Kallix's expression contracted. He appeared to dislike the word "dementia" being attached to the eldest daughter of House Redwheel, who was nothing if not sharp-minded.
Basio answered in haste.
"The brain is an extraordinarily delicate organ and difficult to assess. I wished to explain that problems with the brain can cause the linguistic system to break down—not that the young lady has developed dementia."
Translator Note:
White Night Order (하얀밤 기사단) Literally "White Night," this name translates cleanly and was kept as-is. It carries a cool, ethereal quality in both languages.

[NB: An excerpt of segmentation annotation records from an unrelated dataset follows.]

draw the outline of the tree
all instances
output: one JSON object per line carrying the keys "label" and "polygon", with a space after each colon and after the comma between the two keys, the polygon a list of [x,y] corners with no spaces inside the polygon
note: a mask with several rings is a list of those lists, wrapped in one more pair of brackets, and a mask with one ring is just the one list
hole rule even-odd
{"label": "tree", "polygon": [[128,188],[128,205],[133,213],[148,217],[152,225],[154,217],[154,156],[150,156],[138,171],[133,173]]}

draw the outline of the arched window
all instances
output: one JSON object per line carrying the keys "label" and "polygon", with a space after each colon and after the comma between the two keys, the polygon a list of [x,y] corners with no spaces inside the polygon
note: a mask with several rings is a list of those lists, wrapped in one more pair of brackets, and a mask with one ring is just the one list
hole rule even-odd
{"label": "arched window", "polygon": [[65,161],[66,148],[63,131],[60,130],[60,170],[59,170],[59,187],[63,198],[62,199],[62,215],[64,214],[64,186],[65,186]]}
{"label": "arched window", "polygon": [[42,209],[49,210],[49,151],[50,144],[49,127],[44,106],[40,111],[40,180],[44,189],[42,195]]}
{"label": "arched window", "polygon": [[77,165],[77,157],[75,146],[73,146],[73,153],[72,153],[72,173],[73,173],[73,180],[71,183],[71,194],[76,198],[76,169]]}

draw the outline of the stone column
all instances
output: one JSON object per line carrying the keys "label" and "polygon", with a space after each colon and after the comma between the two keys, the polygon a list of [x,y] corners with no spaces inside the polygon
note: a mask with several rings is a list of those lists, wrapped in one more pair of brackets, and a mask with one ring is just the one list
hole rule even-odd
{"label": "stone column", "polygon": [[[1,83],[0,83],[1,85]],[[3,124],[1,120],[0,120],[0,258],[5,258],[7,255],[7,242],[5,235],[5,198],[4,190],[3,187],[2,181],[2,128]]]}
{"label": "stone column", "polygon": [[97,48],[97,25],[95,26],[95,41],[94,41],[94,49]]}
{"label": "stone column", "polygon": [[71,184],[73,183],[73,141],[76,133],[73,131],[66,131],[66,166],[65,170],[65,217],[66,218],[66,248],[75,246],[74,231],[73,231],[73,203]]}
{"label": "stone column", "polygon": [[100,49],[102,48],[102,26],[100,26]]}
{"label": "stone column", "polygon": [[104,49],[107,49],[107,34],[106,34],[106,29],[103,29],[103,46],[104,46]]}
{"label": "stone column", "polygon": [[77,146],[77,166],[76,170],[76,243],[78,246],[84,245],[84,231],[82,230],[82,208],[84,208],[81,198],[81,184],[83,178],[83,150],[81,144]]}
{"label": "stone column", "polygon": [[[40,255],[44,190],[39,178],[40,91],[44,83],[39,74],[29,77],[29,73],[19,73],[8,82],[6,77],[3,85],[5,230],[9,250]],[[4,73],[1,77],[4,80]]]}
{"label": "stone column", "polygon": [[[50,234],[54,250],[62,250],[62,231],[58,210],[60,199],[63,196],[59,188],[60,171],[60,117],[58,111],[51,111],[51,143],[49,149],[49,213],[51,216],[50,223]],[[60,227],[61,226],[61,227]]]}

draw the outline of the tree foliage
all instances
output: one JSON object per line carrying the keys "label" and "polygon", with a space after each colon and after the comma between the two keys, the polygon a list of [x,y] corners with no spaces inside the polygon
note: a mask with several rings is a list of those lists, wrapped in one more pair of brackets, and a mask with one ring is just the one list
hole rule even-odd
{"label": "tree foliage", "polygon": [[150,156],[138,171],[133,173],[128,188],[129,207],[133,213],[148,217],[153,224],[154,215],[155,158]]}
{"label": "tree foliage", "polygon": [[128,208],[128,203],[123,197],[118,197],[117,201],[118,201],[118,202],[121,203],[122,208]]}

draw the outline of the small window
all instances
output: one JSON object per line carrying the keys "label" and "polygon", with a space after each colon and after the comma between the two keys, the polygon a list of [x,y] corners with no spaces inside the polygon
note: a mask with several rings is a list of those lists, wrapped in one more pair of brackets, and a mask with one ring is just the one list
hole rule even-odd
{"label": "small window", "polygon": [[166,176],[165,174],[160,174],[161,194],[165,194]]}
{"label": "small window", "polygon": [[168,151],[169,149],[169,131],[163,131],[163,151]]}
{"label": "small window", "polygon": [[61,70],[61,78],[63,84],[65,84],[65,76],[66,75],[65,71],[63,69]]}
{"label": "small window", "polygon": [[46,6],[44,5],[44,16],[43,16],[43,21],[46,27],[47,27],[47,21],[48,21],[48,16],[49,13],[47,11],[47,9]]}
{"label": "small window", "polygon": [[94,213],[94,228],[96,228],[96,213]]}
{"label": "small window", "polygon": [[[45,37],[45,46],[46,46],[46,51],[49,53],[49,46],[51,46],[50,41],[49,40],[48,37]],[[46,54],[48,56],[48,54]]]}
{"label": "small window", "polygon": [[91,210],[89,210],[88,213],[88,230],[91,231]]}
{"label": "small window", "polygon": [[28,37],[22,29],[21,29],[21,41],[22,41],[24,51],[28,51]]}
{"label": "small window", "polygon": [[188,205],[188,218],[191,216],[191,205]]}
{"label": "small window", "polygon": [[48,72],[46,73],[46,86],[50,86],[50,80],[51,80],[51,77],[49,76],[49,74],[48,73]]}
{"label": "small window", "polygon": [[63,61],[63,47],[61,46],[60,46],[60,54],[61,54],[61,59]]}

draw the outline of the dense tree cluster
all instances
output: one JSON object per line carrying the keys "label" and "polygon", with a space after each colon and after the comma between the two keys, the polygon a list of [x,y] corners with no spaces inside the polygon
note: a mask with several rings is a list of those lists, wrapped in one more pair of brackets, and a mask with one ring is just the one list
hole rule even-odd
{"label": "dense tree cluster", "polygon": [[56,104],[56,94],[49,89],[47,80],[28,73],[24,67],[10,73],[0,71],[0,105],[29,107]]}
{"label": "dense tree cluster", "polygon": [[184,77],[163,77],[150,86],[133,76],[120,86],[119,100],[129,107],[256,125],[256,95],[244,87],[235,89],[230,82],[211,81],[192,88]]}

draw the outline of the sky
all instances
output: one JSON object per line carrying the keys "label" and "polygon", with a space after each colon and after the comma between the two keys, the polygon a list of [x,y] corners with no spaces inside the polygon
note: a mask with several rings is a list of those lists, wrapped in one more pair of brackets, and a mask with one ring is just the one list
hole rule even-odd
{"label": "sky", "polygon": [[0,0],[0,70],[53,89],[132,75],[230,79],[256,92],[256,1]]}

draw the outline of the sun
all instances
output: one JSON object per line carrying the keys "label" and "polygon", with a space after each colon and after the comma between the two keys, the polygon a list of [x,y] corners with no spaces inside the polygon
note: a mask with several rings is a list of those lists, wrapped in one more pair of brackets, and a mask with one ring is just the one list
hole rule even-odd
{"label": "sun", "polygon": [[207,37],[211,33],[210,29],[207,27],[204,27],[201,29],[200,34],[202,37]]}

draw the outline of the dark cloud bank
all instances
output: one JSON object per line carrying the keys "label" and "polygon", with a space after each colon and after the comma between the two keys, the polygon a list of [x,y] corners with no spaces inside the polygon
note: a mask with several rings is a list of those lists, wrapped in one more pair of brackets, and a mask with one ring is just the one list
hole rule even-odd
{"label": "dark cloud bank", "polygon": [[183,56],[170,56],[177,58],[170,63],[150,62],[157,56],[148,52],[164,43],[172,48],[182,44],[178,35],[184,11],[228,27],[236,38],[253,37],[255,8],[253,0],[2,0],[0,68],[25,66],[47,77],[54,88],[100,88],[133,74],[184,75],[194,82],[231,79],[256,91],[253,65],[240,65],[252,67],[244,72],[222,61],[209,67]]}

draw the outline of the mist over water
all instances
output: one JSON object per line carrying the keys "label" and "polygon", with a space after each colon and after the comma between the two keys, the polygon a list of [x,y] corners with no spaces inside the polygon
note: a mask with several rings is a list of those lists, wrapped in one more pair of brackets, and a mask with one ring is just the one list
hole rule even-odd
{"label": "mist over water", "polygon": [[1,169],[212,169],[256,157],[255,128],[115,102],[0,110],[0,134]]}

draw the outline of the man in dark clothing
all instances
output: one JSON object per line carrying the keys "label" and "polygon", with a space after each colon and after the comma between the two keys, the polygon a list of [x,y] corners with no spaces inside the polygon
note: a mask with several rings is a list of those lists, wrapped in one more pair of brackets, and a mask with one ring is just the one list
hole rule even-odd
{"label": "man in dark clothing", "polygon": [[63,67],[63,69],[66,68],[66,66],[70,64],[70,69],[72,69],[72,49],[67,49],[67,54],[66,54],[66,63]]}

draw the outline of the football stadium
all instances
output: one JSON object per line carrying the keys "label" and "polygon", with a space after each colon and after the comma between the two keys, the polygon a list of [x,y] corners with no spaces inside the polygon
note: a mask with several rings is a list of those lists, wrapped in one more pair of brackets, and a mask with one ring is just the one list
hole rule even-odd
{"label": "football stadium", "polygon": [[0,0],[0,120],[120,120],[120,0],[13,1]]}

The Verdant Order, the Imperial Second Knight Order (깊은숲 기사단) Literally "Deep Forest." Opted for a Latinate English rendering, trading the original's quiet, almost pastoral simplicity for something that reads as more aristocratically elevated while still giving that woodland imagery at its core. Also, Deep Forest sounds lame as a Knight Order name.
Spindrift, the Imperial Fourth Knight Order (물보라 기사단) Literally "Water Spray" or "Spume" — the fine mist thrown up by waves or rushing water. Spindrift is a strong equivalent, being a real nautical term for exactly that phenomenon, and it preserves the elemental, kinetic feel of the original.
The Iron-Bramble Order (마른가시나무 기사단) Literally "Withered Thorn Tree" or "Dry Thorn Tree." Compresses and slightly elevates this into Iron-Bramble, borrowing the name from the county the order is associated with. It loses the specific image of something dried-out and thorned, but does gain concision. And seriously, no one would want to be associate with something withering as a knight order.
The Ironshod Order (강철발굽 기사단) Literally "Iron Hoof" or "Steel Hoof." Ironshod is a real English term for hooves fitted with iron shoes, historically associated with warhorses, preserving the original's martial/equestrian imagery almost exactly while reading as a name a knight order could actually carry.